Allerdings erscheint es dem Senat zweifelhaft, ob nach diesen Grundsätzen hier jegliche Bestrafung des Angeklagten wegen der gegen den Zeugen G. gerichteten Handlungen ausscheidet. Zwar wird sowohl durch den Raub, als auch durch die Nötigungs- und Bedrohungshandlungen gegen den Zeugen G. das Vermögen der Zeugin D. angegriffen. Jedoch war der Zeuge G. durch die Raubhandlung noch nicht betroffen. Seine Individualrechtsgüter der Freiheit der Willensbetätigung und des Gefühls der Rechtssicherheit (Lackner/Kühl aaO § 241 Rdn. 1) wurden erst in der Beendigungsphase des Raubes durch die versuchte Nötigung und die Bedrohung beeinträchtigt. Der Senat neigt daher der Ansicht zu, daß jedenfalls beim Einsatz von Nötigungsmitteln gegen einen weiteren, bisher nicht Geschädigten eine Verurteilung nach §§ 240, 22, 23 StGB bzw. § 241 StGB in Betracht kommt (so etwa auch Eser in Schönke/Schröder, aaO § 252 Rdn. 13; Kindhäuser in NK 2. Aufl. § 252 Rdn. 39 jew. m. w. N.; s. aber BGH GA 1969, 347, 348; BGH, Urt. vom 28. Februar 1967 - 5 StR 17/67 - und Urt. vom 8. Oktober 1975 - 2 StR 404/75).
Dies bedarf jedoch keiner abschließenden Entscheidung. Für den Strafausspruch hätte eine tateinheitliche Verurteilung des Angeklagten wegen versuchter Nötigung und Bedrohung neben dem Schuldspruch wegen (ggf. schweren) Raubes in Tateinheit mit vorsätzlicher Körperverletzung kein besonderes Gewicht. Der Senat beschränkt daher mit Zustimmung des Generalbundesanwaltes die Verfolgung gemäß § 154 a Abs. 2 StPO auf die Straftaten zum Nachteil der Zeugin D. .

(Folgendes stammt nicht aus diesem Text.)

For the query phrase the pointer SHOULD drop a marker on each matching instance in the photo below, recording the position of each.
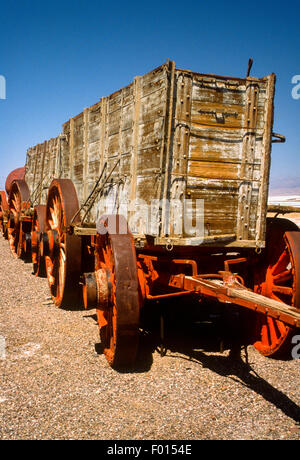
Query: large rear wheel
(61, 249)
(38, 228)
(118, 299)
(19, 223)
(4, 211)
(279, 279)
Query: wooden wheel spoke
(64, 249)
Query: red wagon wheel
(3, 213)
(18, 227)
(38, 228)
(279, 280)
(118, 299)
(61, 249)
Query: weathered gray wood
(177, 135)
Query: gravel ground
(56, 384)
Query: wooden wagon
(157, 191)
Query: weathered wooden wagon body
(153, 192)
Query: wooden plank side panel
(226, 147)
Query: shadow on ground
(178, 331)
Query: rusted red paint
(18, 173)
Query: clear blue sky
(59, 57)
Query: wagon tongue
(235, 293)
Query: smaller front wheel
(38, 227)
(118, 306)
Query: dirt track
(56, 384)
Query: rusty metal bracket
(278, 138)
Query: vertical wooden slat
(170, 119)
(102, 133)
(71, 162)
(135, 137)
(265, 162)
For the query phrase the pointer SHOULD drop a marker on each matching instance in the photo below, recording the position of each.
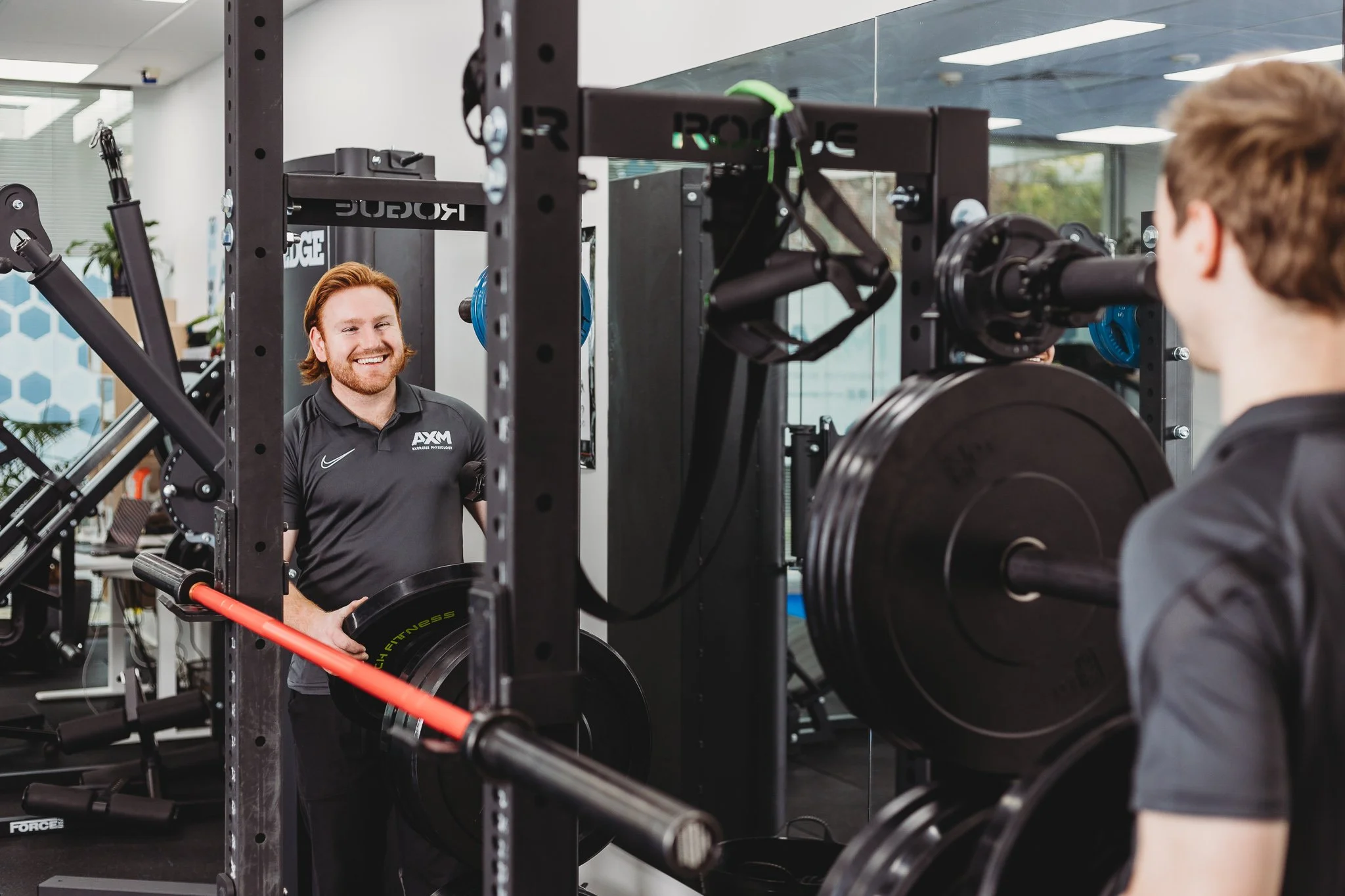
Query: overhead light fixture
(66, 73)
(1052, 42)
(1321, 54)
(1118, 136)
(110, 108)
(22, 117)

3. Die Revision des Angeklagten
a) Die Beschränkung des Rechtsmittels auf den Schuldspruch wegen räuberischen Diebstahls, die für den Raub verhängte Einzelstrafe und die Gesamtstrafe ist unwirksam (s. oben 2. a).
b) Die Revision des Angeklagten hat Erfolg, soweit sie den Schuldspruch wegen räuberischen Diebstahls beanstandet und führt im übrigen ebenfalls zu der Beschränkung des Verfahrens gemäß § 154 a Abs. 2 StPO auf die gegen die Zeugin D. begangenen Straftaten (s. oben 2. c). Damit entfällt die Gesamtstrafe. Im übrigen, namentlich soweit sich der Angeklagte gegen die Strafrahmenwahl bezüglich des Raubes in Tateinheit mit vorsätzlicher Körperverletzung wendet, ist sein Rechtsmittel unbegründet im Sinne des § 349 Abs. 2 StPO, wie der Generalbundesanwalt in der Antragsschrift vom 26. Februar 2002 zutreffend dargelegt hat.
Von der danach an sich auf die Revision des Angeklagten gebotenen Schuldspruchänderung sieht der Senat ab, da wegen der erfolgreichen Revision der Staatsanwaltschaft das Landgericht ohnehin neu über den Schuldspruch und Strafausspruch wegen der zum Nachteil der Zeugin D. begangenen Taten befinden muß.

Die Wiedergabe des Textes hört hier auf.